Mittwoch, 06.02.2013

Aeroflot bemängelt Störanfälligjeit von Superjet 100

Moskau. Die führende russische Fluggesellschaft Aeroflot ist unzufrieden mit der Qualität des Riesenvogels Superjet 100. Die zehn Maschinen in der Luftflotte sorgten letztes Jahr für 40 Prozent aller Störungsfälle bei Aeroflot.
Laut einem Bericht für den Aufsichtsrat von Aeroflot ist es 2012 in 95 Fällen zu Defekten gekommen, 2011 waren es noch 65. Die Hauptschuld trägt das Großflugzeug Sukhoi Superjet 100 (SSJ-100), berichtet am Mittwoch der „Kommersant“, dem der Bericht zugespielt worden ist.

Mit zehn Maschinen macht der Superjet nur acht Prozent des Fluginventars von Aeroflot aus, der Anteil der 24 Pannen beim Sukhoi liegt aber bei 40 Prozent. Vor allem habe es Fehler bei der Luftkonditionierung und bei der Flugzeugsteuerung gegeben.

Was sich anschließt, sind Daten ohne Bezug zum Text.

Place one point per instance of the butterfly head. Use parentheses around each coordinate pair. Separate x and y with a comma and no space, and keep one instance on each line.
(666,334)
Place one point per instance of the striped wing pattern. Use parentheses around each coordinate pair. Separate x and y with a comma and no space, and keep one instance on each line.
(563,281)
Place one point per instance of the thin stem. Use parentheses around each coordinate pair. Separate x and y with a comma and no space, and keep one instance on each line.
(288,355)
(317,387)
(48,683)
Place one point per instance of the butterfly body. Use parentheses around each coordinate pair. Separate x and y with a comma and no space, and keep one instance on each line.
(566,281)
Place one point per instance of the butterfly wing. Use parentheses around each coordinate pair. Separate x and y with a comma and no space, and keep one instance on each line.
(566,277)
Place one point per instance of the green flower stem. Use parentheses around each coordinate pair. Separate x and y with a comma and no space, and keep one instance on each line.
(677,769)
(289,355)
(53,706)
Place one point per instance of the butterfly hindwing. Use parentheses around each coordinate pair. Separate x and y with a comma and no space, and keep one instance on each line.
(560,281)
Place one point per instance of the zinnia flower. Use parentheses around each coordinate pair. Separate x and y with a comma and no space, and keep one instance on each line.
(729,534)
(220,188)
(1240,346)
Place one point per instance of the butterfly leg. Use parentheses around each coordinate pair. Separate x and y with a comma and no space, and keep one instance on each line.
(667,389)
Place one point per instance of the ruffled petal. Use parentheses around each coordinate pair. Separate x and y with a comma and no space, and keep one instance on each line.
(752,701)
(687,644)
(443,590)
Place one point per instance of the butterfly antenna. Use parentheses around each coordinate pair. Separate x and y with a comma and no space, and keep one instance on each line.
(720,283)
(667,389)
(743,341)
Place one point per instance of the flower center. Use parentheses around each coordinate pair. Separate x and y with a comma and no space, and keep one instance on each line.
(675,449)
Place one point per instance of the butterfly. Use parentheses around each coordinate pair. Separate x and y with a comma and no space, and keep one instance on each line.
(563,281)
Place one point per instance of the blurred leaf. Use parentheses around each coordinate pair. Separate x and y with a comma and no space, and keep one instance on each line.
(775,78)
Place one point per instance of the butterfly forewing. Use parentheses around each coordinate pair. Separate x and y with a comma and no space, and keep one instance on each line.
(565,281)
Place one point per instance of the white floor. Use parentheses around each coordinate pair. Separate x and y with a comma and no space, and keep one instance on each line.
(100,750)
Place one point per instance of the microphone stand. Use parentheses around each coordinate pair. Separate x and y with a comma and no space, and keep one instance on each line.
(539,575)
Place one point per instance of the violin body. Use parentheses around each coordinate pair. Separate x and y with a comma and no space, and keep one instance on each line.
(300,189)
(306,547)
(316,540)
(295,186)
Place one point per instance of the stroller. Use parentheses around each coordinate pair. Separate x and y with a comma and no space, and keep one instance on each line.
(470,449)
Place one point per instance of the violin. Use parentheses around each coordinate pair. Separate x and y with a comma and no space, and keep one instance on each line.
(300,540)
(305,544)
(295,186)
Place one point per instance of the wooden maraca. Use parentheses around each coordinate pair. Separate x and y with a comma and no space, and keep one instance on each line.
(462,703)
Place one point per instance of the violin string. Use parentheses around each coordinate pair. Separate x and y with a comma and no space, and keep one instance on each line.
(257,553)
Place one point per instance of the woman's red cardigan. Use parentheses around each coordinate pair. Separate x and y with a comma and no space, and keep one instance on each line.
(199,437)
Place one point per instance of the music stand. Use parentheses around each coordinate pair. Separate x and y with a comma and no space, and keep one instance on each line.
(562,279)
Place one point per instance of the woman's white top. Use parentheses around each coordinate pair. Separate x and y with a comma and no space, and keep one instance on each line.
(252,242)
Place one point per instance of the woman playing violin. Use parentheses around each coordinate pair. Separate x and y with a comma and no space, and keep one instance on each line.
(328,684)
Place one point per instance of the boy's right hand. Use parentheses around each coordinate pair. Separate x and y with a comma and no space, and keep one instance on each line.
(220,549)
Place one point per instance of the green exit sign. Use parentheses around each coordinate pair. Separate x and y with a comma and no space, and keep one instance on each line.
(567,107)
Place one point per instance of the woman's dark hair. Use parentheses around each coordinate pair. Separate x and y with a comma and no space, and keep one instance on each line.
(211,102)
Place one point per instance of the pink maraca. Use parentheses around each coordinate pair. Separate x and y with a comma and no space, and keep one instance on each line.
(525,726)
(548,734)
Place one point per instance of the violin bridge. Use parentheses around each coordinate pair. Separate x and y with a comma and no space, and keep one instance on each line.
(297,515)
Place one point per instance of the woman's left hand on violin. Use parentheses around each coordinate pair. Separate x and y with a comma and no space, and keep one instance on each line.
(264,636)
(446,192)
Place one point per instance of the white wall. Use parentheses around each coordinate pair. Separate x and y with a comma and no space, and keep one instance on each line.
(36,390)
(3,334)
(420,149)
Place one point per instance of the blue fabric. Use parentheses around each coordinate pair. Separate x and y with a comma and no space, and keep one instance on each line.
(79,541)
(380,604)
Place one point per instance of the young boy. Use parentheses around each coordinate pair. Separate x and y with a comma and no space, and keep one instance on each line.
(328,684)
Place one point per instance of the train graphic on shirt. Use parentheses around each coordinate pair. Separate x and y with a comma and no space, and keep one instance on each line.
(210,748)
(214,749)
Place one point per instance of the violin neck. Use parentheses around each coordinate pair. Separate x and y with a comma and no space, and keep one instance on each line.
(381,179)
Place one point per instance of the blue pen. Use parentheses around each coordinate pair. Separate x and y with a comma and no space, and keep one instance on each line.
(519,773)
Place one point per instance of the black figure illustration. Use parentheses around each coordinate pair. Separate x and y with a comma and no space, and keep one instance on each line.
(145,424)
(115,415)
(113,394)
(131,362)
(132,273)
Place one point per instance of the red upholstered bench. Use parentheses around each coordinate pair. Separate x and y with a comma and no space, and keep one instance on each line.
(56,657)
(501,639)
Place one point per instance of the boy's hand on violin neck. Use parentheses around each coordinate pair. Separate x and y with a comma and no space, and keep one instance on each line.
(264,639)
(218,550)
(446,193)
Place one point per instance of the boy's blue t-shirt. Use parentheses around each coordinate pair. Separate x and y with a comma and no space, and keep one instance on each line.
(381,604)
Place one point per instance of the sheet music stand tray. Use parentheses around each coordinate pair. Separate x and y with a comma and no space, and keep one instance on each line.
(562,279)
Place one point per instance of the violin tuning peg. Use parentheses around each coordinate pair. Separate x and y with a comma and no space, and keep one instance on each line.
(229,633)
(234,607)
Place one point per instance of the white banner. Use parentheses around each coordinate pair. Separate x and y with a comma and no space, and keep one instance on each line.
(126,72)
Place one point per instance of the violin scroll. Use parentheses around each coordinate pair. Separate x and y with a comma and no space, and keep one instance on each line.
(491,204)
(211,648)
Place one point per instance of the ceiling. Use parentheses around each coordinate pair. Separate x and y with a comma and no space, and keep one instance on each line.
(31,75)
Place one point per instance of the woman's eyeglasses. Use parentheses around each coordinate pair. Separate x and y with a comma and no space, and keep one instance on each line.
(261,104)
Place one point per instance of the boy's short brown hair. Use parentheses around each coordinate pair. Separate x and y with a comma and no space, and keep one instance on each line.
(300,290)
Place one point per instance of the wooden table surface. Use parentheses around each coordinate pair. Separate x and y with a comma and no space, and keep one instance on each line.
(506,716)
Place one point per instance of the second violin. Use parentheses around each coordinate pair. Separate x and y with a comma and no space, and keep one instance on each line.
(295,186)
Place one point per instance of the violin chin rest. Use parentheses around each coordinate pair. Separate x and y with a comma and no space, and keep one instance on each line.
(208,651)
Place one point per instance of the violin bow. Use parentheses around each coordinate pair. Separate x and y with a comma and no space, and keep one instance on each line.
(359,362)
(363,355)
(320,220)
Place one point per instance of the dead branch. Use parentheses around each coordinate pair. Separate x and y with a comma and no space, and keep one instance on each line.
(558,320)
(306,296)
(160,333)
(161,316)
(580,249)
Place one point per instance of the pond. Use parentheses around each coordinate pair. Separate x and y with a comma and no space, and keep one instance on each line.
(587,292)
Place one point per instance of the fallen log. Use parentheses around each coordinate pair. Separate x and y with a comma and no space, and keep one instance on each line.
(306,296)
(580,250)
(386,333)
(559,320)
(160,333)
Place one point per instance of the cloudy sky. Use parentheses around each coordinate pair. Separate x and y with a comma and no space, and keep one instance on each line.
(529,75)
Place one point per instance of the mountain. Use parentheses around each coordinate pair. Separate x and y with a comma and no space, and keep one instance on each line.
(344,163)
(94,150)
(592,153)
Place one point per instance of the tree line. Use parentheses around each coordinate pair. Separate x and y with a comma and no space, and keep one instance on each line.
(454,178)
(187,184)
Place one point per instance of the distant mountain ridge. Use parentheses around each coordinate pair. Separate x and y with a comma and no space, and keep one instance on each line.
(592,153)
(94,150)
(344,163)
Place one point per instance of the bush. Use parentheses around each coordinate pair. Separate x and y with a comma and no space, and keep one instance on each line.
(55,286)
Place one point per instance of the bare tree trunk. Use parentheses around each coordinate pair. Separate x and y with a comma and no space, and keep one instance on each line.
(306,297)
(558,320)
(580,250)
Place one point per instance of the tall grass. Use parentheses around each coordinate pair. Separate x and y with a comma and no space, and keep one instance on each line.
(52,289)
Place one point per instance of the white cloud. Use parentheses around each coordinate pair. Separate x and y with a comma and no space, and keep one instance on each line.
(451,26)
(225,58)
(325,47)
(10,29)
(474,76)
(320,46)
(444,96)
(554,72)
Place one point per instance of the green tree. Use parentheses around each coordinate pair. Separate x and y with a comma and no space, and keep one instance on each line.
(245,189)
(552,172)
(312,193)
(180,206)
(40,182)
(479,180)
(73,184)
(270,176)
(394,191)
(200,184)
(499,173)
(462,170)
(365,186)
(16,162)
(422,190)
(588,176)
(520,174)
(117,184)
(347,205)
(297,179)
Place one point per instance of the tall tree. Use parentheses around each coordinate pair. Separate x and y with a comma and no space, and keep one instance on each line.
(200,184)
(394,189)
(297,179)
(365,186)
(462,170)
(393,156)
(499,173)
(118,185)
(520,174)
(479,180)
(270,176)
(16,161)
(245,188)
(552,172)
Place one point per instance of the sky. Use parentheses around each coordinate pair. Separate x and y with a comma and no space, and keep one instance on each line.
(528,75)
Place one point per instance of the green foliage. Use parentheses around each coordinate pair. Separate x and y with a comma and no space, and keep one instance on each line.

Aeroflot plant nun, alle SSJ-100 nach Perm im Ural zu verlagern, weil erstens der Moskauer Flughafen Scheremetjewo überlastet ist und zweitens steuerliche Vorteile zu erwarten sind.

Technische Mängel am größten russischen Passagierflugzeug waren in die Schlagzeilen geraten, nachdem eine Maschine dieses Typs im Mai vergangenen Jahres bei einem Schauflug in Indonesien abgestürzt war. Alle 45 Insassen waren dabei ums Leben gekommen.